Their game was brought to a sudden end by a miniature stampede. The two were taken by surprise when several tourists came flying out from the Shack's mishmash of exhibits, sprinting like their very lives depended on it.

"It's possessed!" One particularly horrified-looking woman screeched. "It's possessed!"

"What's pos-" Dipper tried to inquire, but only a moment later they had all vanished out into the parking lot.

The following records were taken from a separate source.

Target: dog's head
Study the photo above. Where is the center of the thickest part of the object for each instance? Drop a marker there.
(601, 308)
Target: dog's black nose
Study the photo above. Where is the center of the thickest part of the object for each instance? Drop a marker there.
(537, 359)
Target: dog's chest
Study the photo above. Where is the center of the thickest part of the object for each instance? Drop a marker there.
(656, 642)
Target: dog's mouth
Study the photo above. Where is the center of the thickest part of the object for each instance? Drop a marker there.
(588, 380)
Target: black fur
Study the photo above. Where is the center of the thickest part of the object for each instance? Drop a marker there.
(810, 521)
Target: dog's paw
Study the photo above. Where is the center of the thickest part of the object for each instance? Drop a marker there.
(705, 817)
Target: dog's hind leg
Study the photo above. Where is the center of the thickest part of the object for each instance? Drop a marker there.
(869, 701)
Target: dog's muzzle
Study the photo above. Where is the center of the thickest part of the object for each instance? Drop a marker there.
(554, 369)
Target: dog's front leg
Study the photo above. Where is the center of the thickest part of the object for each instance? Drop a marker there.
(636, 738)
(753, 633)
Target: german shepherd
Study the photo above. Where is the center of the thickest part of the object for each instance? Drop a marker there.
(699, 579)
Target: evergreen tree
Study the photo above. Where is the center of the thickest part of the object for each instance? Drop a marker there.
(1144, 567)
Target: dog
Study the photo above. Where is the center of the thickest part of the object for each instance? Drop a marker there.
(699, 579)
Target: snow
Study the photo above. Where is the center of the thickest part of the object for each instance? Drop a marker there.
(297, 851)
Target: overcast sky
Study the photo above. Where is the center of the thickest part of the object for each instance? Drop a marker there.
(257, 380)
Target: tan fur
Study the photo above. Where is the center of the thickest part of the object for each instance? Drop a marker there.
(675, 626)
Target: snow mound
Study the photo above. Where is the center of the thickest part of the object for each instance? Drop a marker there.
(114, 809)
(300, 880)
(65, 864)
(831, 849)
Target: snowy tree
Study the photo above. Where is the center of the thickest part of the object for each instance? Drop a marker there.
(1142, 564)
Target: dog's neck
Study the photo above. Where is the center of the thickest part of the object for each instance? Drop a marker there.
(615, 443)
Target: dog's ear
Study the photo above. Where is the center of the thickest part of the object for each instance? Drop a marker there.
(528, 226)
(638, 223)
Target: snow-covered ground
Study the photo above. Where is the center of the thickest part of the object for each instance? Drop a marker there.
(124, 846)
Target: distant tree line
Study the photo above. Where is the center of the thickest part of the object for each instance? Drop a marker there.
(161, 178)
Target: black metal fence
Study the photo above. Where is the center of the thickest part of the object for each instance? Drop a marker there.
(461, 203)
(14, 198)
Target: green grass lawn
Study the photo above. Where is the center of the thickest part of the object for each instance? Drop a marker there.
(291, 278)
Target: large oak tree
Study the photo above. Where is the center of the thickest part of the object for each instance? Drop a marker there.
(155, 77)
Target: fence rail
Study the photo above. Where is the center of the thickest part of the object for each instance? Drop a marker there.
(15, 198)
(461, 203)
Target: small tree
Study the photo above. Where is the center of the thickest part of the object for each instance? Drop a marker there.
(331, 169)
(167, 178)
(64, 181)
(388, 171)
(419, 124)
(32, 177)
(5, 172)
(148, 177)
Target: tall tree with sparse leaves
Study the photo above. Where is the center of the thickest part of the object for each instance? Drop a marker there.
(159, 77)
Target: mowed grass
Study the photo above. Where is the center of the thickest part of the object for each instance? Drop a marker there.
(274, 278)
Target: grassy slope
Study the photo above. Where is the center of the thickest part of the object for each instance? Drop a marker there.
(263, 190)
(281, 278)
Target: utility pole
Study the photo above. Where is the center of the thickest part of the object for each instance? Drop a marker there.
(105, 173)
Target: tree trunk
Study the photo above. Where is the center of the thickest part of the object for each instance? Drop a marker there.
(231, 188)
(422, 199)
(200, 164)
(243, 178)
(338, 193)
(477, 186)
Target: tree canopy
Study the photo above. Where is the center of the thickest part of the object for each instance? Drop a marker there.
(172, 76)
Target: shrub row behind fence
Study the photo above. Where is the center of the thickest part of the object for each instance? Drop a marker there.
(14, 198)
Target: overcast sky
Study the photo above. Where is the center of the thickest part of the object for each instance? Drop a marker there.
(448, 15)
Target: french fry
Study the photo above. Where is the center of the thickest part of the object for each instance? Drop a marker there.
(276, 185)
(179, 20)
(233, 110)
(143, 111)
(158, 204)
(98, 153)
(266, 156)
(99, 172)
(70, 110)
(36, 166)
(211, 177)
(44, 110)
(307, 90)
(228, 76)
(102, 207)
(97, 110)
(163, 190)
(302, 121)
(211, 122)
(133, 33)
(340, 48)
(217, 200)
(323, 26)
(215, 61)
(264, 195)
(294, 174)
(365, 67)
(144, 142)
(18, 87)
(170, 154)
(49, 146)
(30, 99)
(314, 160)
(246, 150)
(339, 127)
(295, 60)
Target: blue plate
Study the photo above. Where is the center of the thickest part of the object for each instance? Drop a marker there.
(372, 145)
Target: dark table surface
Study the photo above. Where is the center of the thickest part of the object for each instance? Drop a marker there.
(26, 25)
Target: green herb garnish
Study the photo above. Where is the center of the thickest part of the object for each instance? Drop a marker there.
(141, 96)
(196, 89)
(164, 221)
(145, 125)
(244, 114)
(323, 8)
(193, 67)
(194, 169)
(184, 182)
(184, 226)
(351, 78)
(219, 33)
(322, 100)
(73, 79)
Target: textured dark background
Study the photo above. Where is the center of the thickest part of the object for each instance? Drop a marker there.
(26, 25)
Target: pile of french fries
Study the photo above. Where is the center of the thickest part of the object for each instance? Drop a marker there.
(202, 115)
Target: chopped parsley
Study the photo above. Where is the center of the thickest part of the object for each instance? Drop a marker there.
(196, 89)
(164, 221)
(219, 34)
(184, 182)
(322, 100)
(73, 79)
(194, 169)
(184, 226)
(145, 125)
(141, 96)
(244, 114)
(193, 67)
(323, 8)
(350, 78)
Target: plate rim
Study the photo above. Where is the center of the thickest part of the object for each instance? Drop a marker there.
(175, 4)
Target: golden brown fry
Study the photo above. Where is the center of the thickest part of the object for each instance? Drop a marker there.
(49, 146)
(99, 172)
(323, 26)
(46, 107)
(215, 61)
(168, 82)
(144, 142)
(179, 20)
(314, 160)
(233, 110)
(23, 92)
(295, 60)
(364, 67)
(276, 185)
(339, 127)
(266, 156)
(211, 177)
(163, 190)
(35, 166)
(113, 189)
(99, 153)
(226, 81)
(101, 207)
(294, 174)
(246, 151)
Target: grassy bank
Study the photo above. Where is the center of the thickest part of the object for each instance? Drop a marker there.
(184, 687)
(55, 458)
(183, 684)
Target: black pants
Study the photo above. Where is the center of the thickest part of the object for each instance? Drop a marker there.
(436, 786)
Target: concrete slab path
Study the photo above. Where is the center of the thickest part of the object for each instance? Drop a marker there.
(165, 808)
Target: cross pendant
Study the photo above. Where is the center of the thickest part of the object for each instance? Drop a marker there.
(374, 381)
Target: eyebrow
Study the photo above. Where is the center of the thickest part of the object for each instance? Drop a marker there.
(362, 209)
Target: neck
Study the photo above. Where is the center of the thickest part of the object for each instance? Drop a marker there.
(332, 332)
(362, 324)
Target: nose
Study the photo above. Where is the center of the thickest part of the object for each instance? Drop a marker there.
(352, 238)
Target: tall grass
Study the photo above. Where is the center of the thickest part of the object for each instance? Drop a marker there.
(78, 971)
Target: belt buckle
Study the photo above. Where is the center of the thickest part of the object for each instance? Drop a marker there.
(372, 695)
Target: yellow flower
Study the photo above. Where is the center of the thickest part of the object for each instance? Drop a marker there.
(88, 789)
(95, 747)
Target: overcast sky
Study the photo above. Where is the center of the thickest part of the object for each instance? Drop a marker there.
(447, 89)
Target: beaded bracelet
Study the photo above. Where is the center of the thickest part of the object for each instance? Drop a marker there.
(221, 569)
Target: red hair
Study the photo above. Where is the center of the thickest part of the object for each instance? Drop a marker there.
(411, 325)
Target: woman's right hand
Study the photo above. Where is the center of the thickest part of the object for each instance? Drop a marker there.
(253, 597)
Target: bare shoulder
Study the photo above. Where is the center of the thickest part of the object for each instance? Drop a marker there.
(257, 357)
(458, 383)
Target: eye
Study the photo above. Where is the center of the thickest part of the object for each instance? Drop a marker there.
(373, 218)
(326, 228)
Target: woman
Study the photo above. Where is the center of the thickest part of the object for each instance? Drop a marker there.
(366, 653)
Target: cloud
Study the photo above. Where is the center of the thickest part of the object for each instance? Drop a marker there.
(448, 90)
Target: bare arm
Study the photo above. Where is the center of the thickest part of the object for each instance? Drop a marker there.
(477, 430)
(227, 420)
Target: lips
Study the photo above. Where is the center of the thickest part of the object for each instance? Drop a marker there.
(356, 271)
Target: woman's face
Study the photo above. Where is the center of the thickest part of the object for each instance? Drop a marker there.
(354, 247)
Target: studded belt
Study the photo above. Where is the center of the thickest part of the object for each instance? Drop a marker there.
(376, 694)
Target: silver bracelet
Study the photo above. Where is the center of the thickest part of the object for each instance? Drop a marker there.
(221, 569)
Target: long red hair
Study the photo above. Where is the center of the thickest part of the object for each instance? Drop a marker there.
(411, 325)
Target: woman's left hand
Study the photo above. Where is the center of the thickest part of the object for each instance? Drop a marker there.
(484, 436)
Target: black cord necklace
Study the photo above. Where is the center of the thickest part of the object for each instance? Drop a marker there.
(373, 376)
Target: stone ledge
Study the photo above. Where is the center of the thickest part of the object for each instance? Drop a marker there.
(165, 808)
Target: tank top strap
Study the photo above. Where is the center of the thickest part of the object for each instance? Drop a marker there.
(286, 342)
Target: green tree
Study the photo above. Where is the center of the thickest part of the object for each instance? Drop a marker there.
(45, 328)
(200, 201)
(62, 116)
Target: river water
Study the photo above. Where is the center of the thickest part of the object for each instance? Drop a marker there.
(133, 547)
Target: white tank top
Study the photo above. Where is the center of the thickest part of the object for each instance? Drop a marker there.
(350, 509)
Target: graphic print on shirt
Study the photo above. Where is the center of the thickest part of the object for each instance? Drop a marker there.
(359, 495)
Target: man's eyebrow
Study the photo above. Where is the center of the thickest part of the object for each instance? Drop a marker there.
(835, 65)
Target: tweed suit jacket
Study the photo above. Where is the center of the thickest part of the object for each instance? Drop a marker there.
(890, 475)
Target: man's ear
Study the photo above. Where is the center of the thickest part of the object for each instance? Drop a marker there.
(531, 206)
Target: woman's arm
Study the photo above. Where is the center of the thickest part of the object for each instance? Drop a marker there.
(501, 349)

Teen and tween didn't stew in confusion for very long. A very puzzled Waddles hovered into the room, held aloft by two disembodied winter gloves that protected him from the icy ghost touch. The pig was brought to a halt in front of the register, then gently set down on the floor. An unseen force grabbed a pen and paper, and scribbled out a cheery note.

HEY GUYS. Mabel greeted.

Wendy immediately burst out laughing. Dipper meanwhile was already busy mentally making plans to bury the accursed crystal first thing the next day. While he threw his plans together, he shot his invisible sister an annoyed scowl.

"...What are you doing?"

I CHANGED MY MIND. She gleefully wrote back. THIS IS FUN AGAIN.